Yes, it appears the Marin IJ and the REIC prognosticators are beginning to reflect reality. I dont think this represents any change in agenda, only that the psychology and news is so damning to their previous position(s) that to cling to the few remaining shards of real estate boosterism is likely to destroy their projected aura of objectivity, thus the change/new tactic. Unfortunately, aside from the those who read blogs, people in general will not have seen how incredibly damning and wrong their previous prognostications and reporting have been. They are IMO part and parcel responsible for the pain and suffering which will now be inflicted upon Marin. Certainly not the "honest reporter without agenda" they imagine themseves to be

Lisa said...

I was tickled pink when I saw the IJ's screaming headline today "Credit Crunch Comes to Marin." Marin! Our own oh-so-special part of the world.

Still, there's a lot of dancing around the core issue...without voodoo financing, there is nothing, absolutely nothing, to prop up these prices.
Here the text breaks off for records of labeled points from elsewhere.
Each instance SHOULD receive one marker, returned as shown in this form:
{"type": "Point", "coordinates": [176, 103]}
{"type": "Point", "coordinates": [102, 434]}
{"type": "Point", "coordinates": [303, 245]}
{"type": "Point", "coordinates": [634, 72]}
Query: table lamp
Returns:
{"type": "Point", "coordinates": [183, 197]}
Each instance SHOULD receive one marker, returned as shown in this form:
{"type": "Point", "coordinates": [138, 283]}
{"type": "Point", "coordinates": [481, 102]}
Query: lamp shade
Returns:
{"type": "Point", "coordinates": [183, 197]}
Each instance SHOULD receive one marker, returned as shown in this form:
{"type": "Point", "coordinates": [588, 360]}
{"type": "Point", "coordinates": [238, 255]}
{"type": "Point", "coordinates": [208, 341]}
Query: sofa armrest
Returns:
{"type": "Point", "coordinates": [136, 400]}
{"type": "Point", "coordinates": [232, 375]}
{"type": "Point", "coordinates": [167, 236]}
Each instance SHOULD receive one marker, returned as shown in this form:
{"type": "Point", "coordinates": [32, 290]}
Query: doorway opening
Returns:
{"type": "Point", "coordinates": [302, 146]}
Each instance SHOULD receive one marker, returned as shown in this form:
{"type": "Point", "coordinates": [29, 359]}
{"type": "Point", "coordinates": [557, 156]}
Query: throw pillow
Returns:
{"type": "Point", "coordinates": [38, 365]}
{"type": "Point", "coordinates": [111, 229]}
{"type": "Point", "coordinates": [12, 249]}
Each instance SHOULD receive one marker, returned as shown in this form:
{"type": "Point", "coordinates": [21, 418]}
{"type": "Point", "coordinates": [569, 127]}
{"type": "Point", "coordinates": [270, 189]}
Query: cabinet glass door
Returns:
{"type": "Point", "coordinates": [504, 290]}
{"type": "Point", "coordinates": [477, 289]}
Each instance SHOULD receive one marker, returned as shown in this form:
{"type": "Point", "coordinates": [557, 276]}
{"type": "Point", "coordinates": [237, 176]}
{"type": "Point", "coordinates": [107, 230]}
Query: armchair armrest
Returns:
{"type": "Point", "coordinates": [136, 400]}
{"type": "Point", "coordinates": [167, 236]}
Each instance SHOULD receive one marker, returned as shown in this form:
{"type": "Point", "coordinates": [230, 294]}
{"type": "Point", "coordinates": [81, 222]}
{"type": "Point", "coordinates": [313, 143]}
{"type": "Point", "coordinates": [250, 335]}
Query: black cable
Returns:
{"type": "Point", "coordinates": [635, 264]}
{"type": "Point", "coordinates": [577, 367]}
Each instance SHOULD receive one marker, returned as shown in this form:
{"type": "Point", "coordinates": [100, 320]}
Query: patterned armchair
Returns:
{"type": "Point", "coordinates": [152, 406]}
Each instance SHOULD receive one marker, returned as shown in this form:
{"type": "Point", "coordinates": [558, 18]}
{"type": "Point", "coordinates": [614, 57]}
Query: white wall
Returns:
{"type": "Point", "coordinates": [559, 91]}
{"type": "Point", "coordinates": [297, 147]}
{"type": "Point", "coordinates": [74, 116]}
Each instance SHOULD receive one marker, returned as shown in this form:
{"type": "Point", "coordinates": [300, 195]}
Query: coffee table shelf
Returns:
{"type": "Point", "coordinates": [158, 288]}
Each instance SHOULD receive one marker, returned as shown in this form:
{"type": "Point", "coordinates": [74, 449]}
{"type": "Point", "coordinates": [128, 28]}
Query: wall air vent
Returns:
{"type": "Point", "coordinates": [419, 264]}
Say bye-bye to those dreams of equity and early retirement.

And I am sick of people calling this "unprecedented." We are merely going back to standards that were in place just 10 years ago - downpayments, proof of income & assets, strong FICO, etc.

We're about to find out that if you actually have to PROVE you can afford the house, there are going to be a whole lot fewer buyers. Bring it on.

marine_explorer said...

"It was so unrealistic to have the money so easily available"

Well, I'll give Bill McKeon the benefit of the doubt, but generally sound financial advice wasn't part of the average realtor pitch these past few years. Where were these guys when they could make a difference?

"...I think it's going to be a little worse than people think"

Ya think? Guess what--I'll wager it could get just as bad in Marin as those "armpit" zipcodes people deride over cocktails. And here's why: Take a little provincial self-delusion about the "bust-proof" security of Marin, combine that with your insanely overleveraged "Marin lifestyle" (including those "investment properties" on credit) and you have a good chance at real "trailer trash" destitution that's roundly despised in these parts. But who knows…if you hold out long enough, perhaps someone will buy that $1M 2BR/BA cottage reno. of yours and save the day?

mountainwatcher said...

Marinite....

Excellent presentation!
Thanks for your hard work on wrangling all this info.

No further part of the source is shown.